FSA slaps £4m fine on investment bank

Link: RBS to pay £750,000 money laundering fine

The Financial Service Authority imposed the £4m fine, the highest penalty ever imposed by a UK financial regulator.

CSFBi has admitted to the FSA findings and agreed to pay the £4m ($6.2m) fine.

‘Certain former employees failed to act in an open and cooperative manner towards the Japanese authorities. The individuals are no longer with the firm,’ CSFBi stated today.

Carol Sergeant, managing director of the FSA said the ‘unprecedented size of the fine’ reflected its belief that any attempt to mislead investors, whether in the UK or in other countries, was ‘an extremely serious issue’.

CSFBi was formerly called Credit Suisse financial products and is authorised in the UK. The FSA said that between 1995 and 1998 CSFBi attempted to mislead the Japanese authorities by concealing and removing evidence about the extent and type of its business in Japan.

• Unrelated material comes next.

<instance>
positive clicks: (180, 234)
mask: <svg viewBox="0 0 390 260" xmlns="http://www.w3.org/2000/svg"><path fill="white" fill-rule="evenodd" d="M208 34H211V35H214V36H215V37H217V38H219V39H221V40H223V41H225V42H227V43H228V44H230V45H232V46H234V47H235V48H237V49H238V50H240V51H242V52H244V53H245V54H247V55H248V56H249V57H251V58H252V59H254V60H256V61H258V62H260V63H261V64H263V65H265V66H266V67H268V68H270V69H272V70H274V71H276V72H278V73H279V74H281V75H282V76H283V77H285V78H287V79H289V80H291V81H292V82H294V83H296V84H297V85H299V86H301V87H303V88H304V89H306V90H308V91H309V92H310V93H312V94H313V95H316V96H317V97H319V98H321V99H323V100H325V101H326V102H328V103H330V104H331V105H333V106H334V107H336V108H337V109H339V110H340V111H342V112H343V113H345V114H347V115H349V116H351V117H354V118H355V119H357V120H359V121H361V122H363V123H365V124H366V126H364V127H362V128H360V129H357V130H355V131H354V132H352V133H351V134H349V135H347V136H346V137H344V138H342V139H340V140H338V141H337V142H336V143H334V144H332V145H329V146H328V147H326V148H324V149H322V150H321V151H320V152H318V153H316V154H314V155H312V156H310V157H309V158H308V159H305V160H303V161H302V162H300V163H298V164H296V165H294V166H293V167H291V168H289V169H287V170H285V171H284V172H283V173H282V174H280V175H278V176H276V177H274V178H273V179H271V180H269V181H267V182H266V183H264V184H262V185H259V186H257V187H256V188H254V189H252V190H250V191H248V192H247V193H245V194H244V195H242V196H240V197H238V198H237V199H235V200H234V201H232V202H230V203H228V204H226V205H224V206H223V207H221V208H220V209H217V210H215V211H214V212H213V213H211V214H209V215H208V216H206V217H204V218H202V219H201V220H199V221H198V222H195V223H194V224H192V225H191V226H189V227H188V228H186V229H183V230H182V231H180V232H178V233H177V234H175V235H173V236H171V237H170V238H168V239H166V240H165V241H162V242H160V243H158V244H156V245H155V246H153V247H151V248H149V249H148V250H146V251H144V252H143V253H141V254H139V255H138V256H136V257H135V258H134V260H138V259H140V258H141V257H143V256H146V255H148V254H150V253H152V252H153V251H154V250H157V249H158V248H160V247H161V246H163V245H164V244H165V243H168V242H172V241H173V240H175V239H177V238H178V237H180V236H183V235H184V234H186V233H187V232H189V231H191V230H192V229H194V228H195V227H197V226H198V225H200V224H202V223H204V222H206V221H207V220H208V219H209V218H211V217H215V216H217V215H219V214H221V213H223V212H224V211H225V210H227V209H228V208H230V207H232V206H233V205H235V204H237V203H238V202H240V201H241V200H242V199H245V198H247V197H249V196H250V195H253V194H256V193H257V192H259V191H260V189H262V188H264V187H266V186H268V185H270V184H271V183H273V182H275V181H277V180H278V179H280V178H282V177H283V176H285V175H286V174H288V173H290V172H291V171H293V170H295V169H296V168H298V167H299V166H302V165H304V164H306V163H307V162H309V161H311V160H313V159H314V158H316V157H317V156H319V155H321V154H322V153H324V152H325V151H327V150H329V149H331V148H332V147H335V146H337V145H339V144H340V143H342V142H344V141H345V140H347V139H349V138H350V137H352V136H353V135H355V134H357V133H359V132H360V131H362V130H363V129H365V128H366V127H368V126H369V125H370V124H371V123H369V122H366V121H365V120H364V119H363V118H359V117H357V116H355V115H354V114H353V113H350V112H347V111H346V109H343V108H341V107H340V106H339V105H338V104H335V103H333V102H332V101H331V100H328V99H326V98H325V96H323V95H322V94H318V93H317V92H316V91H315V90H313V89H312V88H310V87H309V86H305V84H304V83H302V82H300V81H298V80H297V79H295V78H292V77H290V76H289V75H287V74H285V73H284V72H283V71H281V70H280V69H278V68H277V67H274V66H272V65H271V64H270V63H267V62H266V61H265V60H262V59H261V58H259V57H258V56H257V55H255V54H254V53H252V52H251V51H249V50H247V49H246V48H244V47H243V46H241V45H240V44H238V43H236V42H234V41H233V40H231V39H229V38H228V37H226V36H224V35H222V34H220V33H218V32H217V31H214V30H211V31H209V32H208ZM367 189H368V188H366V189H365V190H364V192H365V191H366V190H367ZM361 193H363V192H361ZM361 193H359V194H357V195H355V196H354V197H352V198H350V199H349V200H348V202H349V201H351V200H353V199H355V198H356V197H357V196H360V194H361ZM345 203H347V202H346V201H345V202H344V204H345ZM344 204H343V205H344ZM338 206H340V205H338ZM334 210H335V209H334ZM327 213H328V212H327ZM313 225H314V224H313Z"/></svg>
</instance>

In addition, CSFBi prepared false explanations about its Japanese business activities as it feared the Japanese financial regulator might conclude it was doing business without the necessary Japanese licence. It also thought that the tax authority might decide that this business should be taxed in Japan.

CSFB has since made structural changes to improve its controls and compliance culture. ‘We are pleased to resolve this matter and put it behind us,’ said Gary Lynch, vice chairman and general counsel of CSFB.